Source: Video and Images Created by Amanda Soderlind
Welcome to this lesson today on hearing. Today, we will be discussing how the structures within your ear allow for you to be able to hear. The first thing we're going to do is identify the three main parts of the ear, which are the outer ear, middle ear, and inner ear.
This part of the ear right here is considered the outer ear, most of which you can see from the outside of your body. This is the middle ear. The middle here is the location where sound waves are amplified. The outer ear is where sound waves enter, the middle here is where sound waves are amplified. And then the inner ear is where sound waves are sorted.
In the process of hearing, the first thing that needs to happen is that sound must enter the ear. Sound is a type of mechanical energy. And sound travels as a wave. And it's measured in a unit called, decibels.
Sound will enter the ear. It'll be funneled through this auditory canal towards the tympanic membrane. The tympanic membrane is also commonly referred to as the eardrum.
When these sound waves enter the tympanic membrane, it will cause the tympanic membrane to start to vibrate. And as the tympanic membrane vibrates, it will cause these three bones of the middle ear to vibrate as well.
These three bones of the middle ear are called the anvil, the hammer, and the stirrup. The vibrating of the tympanic membrane causes the three bones of the middle ear to vibrate. And then that energy is then sent to the cochlea.
The cochlea is this coiled structure right here. Energy from the sound waves will create pressure waves in a fluid of the cochlea. And those waves will then be transmitted to the organ of Corti within the cochlea.

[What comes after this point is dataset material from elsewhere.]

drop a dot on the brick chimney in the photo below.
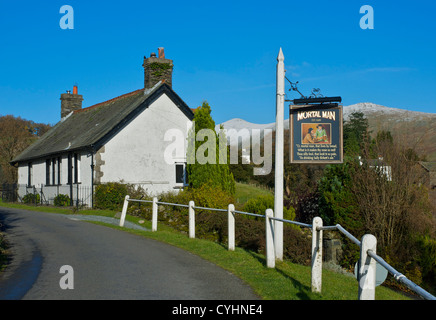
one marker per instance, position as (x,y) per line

Hair cells are mechanoreceptors for sound. These hair cells are found in the organ of Corti, which is found within the cochlea. Pressure waves will push these hair cells against something called a tectorial membrane. This tectorial membrane is a jelly-like structure. Once these hair cells get pushed against the tectorial membrane, a neurotransmitter will be released, which will then trigger an action potential in the neurons of the auditory nerve.
This here is the auditory nerve. The auditory nerve will then carry those signals to the brain for interpretation. That's the process of hearing.
We're going to talk briefly about a couple other structures of the ear that don't directly relate to the process of hearing but play more of a role in balance and equilibrium. These three structures right here, one, two, three, are called the semicircular canals. These semicircular canals contain sensory receptors that detect the head's position in space.
The vestibular apparatus also is a structure that plays a role in balance and equilibrium. The vestibular apparatus is actually composed of the three semicircular canals plus two fluid-filled sacs, which can be found within here. These two fluid filled sacs are called the saccule and the utricle. Those two fluid-filled sacs, in addition to the semicircular canals, compose the vestibular apparatus.
Now, these two fluid-filled sacs include an otolith organ. Otolith organs contain hair cells and bits of calcium. So as your head moves position in space, these bits of calcium will also move back and forth as well. So, again, it's helping to monitor your head's position in space. And it plays a role in balance and equilibrium.
This lesson has an overview on the process of hearing.